At present, the current legislative requirements for goods placed on the UK market will remain the same as all EU-based requirements have been transposed into UK-only law. It is recognised however that the regulations will function differently as they are currently designed to provide a basis for harmonisation leading to the free movement of goods across internal borders. The UK will have its own ‘single market’ although there is the risk of barriers to trade between Great Britain and Northern Ireland due to regulatory divergence if the current regulatory framework is varied by either side, as EU regulation will not remain static.
In the short term, this is unlikely, but the UK government has already stated that it seeks divergence in some respects, and trade deals with countries with differing product safety paradigms may hasten this, along with ongoing development of EU law and jurisprudence via the European Court of Justice. There is therefore the distinct risk of two regulatory frameworks working concurrently in the UK market, which presents specific challenges and uncertainty for businesses and regulators alike.
Currently, UK product safety market surveillance is part of a wider system of regulation throughout the single market both for goods entering the market via external borders and also inland agencies, with information sharing and reciprocal actions built in to ensure where goods are found to be non-compliant in one Member State, the same action is taken in all other jurisdictions. This information exchange may be lost, and reciprocity is unlikely to be a feature of the framework going forward.
There are some opportunities that arise for the product safety regulatory landscape. Primary among them is the ability to refocus data collection, intelligence development and interventions in what will be a significantly reduced market. As a single strategic product safety enforcement agency responsible for the entire market, the Office for Product Safety and Standards (OPSS) is uniquely placed to manage the risk of unsafe products at ports and borders as well as inland.

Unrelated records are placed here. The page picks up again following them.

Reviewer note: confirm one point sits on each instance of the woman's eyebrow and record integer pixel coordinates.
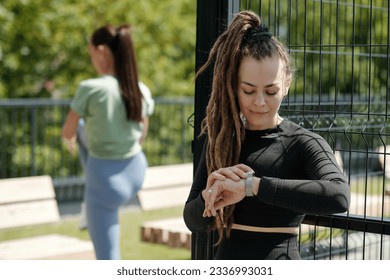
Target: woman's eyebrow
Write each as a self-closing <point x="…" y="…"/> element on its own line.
<point x="248" y="83"/>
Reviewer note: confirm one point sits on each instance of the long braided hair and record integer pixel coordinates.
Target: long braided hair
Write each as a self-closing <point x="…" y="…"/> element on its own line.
<point x="246" y="36"/>
<point x="119" y="40"/>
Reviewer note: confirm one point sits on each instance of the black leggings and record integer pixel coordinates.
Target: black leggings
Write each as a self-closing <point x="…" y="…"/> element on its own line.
<point x="243" y="245"/>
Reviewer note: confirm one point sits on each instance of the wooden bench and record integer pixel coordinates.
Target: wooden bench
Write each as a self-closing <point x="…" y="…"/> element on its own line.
<point x="30" y="201"/>
<point x="171" y="232"/>
<point x="166" y="186"/>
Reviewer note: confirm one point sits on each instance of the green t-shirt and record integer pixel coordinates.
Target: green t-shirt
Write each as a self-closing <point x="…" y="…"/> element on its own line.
<point x="110" y="135"/>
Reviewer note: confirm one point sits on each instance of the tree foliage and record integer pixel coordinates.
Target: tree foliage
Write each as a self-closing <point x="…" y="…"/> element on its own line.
<point x="43" y="44"/>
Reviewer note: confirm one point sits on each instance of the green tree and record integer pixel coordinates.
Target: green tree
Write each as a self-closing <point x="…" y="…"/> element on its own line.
<point x="43" y="49"/>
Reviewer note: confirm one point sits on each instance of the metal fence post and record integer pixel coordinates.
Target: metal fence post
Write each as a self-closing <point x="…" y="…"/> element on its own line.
<point x="212" y="18"/>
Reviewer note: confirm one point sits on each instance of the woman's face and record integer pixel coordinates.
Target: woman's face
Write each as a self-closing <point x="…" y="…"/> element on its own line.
<point x="262" y="86"/>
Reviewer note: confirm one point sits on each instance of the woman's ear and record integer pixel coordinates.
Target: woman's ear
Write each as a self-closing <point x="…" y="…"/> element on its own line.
<point x="287" y="84"/>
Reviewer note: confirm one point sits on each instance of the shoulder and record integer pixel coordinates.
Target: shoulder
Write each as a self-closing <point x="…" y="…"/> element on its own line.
<point x="99" y="82"/>
<point x="300" y="134"/>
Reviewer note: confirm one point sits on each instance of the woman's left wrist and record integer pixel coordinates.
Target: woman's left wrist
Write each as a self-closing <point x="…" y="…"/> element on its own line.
<point x="255" y="185"/>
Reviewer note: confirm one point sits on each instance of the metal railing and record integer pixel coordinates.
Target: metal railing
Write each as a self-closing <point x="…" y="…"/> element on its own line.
<point x="340" y="91"/>
<point x="31" y="144"/>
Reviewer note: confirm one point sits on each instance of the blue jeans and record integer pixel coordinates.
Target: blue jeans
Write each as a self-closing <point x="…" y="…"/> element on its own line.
<point x="110" y="184"/>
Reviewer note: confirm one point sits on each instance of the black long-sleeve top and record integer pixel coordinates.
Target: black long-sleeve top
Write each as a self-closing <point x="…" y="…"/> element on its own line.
<point x="299" y="175"/>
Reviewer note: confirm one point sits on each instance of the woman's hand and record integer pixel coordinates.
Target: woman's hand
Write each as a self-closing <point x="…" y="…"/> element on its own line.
<point x="235" y="173"/>
<point x="69" y="131"/>
<point x="224" y="193"/>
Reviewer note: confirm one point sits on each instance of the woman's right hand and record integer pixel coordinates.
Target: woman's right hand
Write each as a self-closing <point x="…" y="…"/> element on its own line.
<point x="234" y="173"/>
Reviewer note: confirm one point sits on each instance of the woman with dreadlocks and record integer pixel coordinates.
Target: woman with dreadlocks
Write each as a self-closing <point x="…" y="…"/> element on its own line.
<point x="115" y="107"/>
<point x="259" y="174"/>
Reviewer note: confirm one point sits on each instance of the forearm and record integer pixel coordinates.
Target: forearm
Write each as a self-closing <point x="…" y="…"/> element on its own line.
<point x="193" y="215"/>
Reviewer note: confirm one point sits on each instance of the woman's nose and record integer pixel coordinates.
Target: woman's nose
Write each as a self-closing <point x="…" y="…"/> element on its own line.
<point x="259" y="99"/>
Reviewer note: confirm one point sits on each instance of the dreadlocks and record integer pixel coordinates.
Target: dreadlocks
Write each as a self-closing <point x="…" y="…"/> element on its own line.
<point x="246" y="36"/>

There are also opportunities for resolving some of the interpretational difficulties and inconsistencies presented by European Law and standardisation, particularly in relation to products which originate outside of the market and are supplied direct to consumers, but also alternate supply chain models which have developed and weaken the integrity of the market by avoiding certain legal obligations.
IN FOCUS: Safety & Standards
There continues to be some uncertainty over the future approach to and use of standards in product safety regulations, with EU-harmonised standards continuing to have similar status in UK law post-EU Exit. It is noteworthy that at the time of writing that the British Standards Institution (BSI) will continue to participate in international standards development following EU Exit and therefore such standards will continue to have input from UK industry and experts.
The Office for Product Safety and Standards was formed in January 2018 following a series of major incidents, including the tragedy at Grenfell Tower and fires created by faulty tumble dryers.
Recognising training gaps in our umbrella, the Office has been working with CTSI to enhance local trading standards skills capacity for product safety investigations. Failure to reach a deal on the future relationship with the EU could put our product safety system in real jeopardy.